25 Jun 2024 | Jiangshu Du, Yibo Wang, Wenting Zhao, Zhongfen Deng, Shuaiqi Liu, Renze Lou, Henry Peng Zou, Pranav Narayanan Venkit, Nan Zhang, Mukund Srinath, Haoran Ranran Zhang, Vipul Gupta, Yinghui Li, Tao Li, Fei Wang, Qin Liu, Tianlin Liu, Pengzhi Gao, Congying Xia, Chen Xing, Jiayang Cheng, Zhaowei Wang, Ying Su, Raj Sanjay Shah, Ruohao Guo, Jing Gu, Haoran Li, Kangda Wei, Zihao Wang, Lu Cheng, Surangika Ranathunga, Meng Fang, Jie Fu, Fei Liu, Ruihong Huang, Eduardo Blanco, Yixin Cao, Rui Zhang, Philip S. Yu, Wengpeng Yin
This paper explores the potential of large language models (LLMs) in assisting researchers, particularly in the context of paper (meta-)reviewing. The authors aim to identify and distinguish LLM activities from human activities and increase community awareness about the limitations of LLMs in tasks requiring high expertise and nuanced judgment. The study focuses on two main research goals: enabling better recognition of instances where LLMs are implicitly used for reviewing activities, and highlighting that LLMs are currently inadequate for tasks demanding a high level of expertise.
To achieve these goals, the authors constructed the ReviewCritique dataset, which includes NLP papers with both human-written and LLM-generated reviews, along with detailed deficiency labels and explanations annotated by experts.

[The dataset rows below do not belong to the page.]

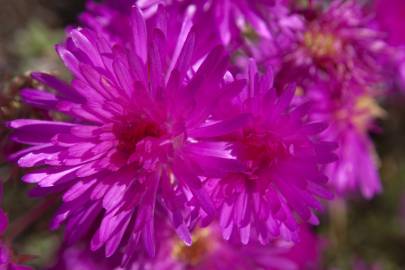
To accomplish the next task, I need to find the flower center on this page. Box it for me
[239,128,289,173]
[303,30,341,58]
[172,228,215,265]
[335,96,386,132]
[114,119,165,155]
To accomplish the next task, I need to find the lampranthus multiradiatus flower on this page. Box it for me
[9,6,247,263]
[206,62,336,244]
[310,83,386,198]
[50,224,322,270]
[272,0,389,90]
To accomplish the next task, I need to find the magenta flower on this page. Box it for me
[9,7,246,263]
[309,83,385,198]
[278,0,389,90]
[206,63,336,244]
[375,0,405,89]
[51,225,322,270]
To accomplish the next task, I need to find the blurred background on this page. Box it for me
[0,0,405,270]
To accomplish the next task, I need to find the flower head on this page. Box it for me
[51,225,321,270]
[279,0,388,91]
[9,4,244,263]
[310,84,385,198]
[206,63,336,244]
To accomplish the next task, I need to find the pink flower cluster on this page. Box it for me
[8,0,405,270]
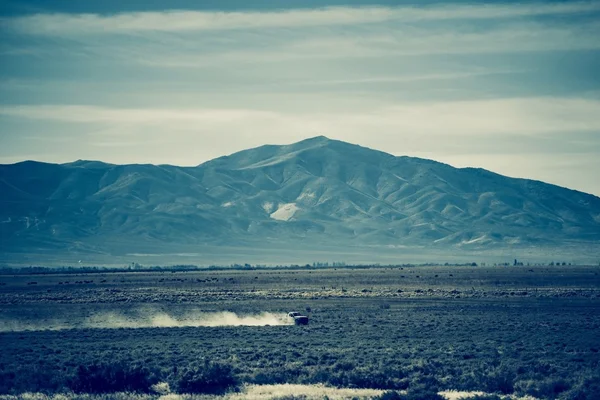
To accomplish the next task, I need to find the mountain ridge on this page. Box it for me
[0,136,600,262]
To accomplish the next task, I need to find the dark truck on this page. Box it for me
[288,311,308,325]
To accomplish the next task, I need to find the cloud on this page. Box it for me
[0,2,600,36]
[0,97,600,137]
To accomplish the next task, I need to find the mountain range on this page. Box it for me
[0,136,600,266]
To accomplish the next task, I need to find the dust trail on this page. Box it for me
[0,311,294,332]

The dataset is used to explore two research questions: "LLMs as Reviewers" and "LLMs as Metareviewers."
1. **LLMs as Reviewers**: The study compares the quality and distinguishability of LLM-generated reviews compared to human-written reviews. It proposes a novel metric to measure LLM-generated review diversity. The findings indicate that LLMs generate more deficient review segments than humans and often produce paper-specific reviews lacking diversity and constructive feedback.
2. **LLMs as Metareviewers**: The study evaluates LLMs' ability to identify deficient segments in human-written reviews. It contrasts this task with other works that treat paper meta-review as a text summarization task. The results show that even top-tier LLMs struggle to mimic human experts in assessing individual reviews, highlighting the importance of human expertise in meta-reviewing.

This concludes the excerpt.